There is no better way to understand the human toll hepatitis B takes than to hear directly from those affected. Most people know very little about this disease and up to 75 percent of people living with hepatitis B don’t know they’re infected. The hope is that these stories will put a human face on this infection and help improve testing, vaccination and treatment.
One storytelling video, featuring former ABC 7 News anchor Alan Wang of Berkeley, CA, talks about how doctors fail to test people for hepatitis B. It was after the CEO of Newsworthy Media suffered liver damage that a doctor tested him for hepatitis B. “It was only because I (had) a medical reporter friend who connected me to a leading hepatologist that I got the attention I needed,” Wang, 49, explains in his story. After his diagnosis, he encouraged family members to be tested and his mother and siblings were also found to be infected by the disease that is easily transmitted at birth.
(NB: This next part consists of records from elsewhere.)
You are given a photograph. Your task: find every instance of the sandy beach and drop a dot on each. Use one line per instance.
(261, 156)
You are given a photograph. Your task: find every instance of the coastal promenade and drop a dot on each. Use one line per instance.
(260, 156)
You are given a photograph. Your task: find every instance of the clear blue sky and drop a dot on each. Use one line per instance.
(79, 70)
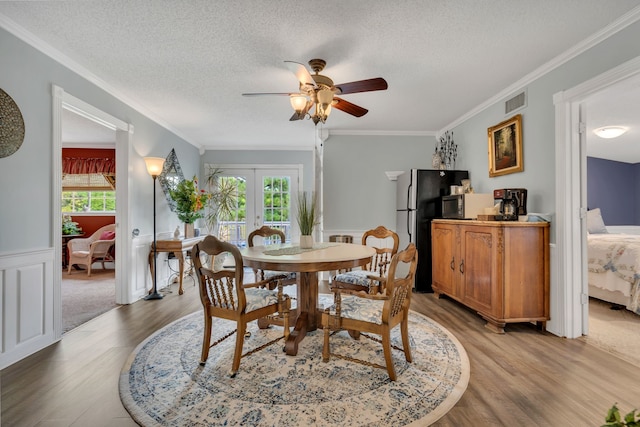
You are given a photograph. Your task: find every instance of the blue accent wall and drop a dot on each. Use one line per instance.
(614, 187)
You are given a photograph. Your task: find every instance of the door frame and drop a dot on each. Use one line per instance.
(124, 134)
(570, 292)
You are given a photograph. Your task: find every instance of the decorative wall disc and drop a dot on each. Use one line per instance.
(11, 126)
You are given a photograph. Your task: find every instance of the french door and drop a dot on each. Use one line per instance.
(265, 196)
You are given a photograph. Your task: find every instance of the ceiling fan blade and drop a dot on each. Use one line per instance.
(348, 107)
(301, 72)
(265, 93)
(302, 114)
(368, 85)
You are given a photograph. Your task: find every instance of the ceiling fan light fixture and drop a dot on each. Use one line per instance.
(325, 96)
(609, 132)
(298, 102)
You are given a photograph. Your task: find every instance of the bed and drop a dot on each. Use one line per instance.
(614, 264)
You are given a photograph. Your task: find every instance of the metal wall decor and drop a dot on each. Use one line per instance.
(11, 125)
(446, 153)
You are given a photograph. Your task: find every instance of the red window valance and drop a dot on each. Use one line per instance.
(75, 165)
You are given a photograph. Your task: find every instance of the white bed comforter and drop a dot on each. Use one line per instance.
(620, 254)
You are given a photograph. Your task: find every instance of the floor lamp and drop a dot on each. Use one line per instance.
(154, 167)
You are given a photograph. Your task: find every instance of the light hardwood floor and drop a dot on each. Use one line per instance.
(523, 378)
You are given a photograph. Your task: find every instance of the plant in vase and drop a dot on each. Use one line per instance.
(190, 203)
(307, 217)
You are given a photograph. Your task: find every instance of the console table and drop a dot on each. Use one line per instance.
(178, 246)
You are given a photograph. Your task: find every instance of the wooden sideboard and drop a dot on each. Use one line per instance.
(498, 268)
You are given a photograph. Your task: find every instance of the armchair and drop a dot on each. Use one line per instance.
(224, 295)
(372, 277)
(378, 314)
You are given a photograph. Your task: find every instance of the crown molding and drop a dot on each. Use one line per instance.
(621, 23)
(381, 133)
(74, 66)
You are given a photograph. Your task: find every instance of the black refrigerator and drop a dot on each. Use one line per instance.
(418, 201)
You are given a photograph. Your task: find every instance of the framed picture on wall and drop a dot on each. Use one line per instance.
(505, 147)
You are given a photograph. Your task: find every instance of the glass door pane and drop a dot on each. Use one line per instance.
(264, 197)
(275, 202)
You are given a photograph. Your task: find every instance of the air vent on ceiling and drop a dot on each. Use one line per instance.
(515, 103)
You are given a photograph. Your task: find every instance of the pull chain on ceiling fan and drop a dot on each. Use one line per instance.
(318, 93)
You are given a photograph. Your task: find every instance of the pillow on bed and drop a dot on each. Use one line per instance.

“We were left to connect the dots because the medical profession is failing to address an epidemic that kills more than 700,000 people a year,” he explained. “It’s bad enough that hepatitis B is a silent killer with few symptoms until it’s too late. It’s also ignored by Asian cultures that consider talk about deadly diseases to be taboo.”
While a safe and effective vaccine that prevents hepatitis B has been available since 1982, many Americans did not have access to the vaccine. John Ellis Jr., another hepatitis B storyteller who lives in Pensacola, FL, was diagnosed with chronic hepatitis B at age 16. He, like many people living with hepatitis B, does not know how he became infected.
“When I was first diagnosed, I was shocked the doctor couldn’t tell me how I contracted it, as if finding out how I contracted hepatitis B would somehow cure me of it. As I grow older, what’s most important to me is maintaining my health.” Ellis explains in his story that he wants to be, “bigger than his diagnosis.” He does not want hepatitis to hold him back or define him. He is an entrepreneur and he has organized a charity bike ride to raise awareness and funding for research.
Another featured storyteller is pharmacist Bunmi Daramaja, of Elkridge, MD, who grew up in Nigeria and emigrated to the U.S. She struggled with her family’s reluctance to discuss her father’s death from liver cancer, resulting from chronic hepatitis B.
“Stigma is everywhere (in my African culture),” she explained in her story. “People don’t think about the facts of how the virus is transmitted– they are afraid to even touch someone who has it. Many people don’t even want to get tested, because treatment is either not available or costs too much money. They say, ‘What’s the point?’ This needs to change.
“In the U.S., the services are here, and I want to make sure that people of African origin know there are resources. I want to end this silence,” she explained.
The Hepatitis B Foundation’s Storytelling page helps tell the story about an infection in the U.S. that is under-diagnosed, under-treated and remains stigmatized across America.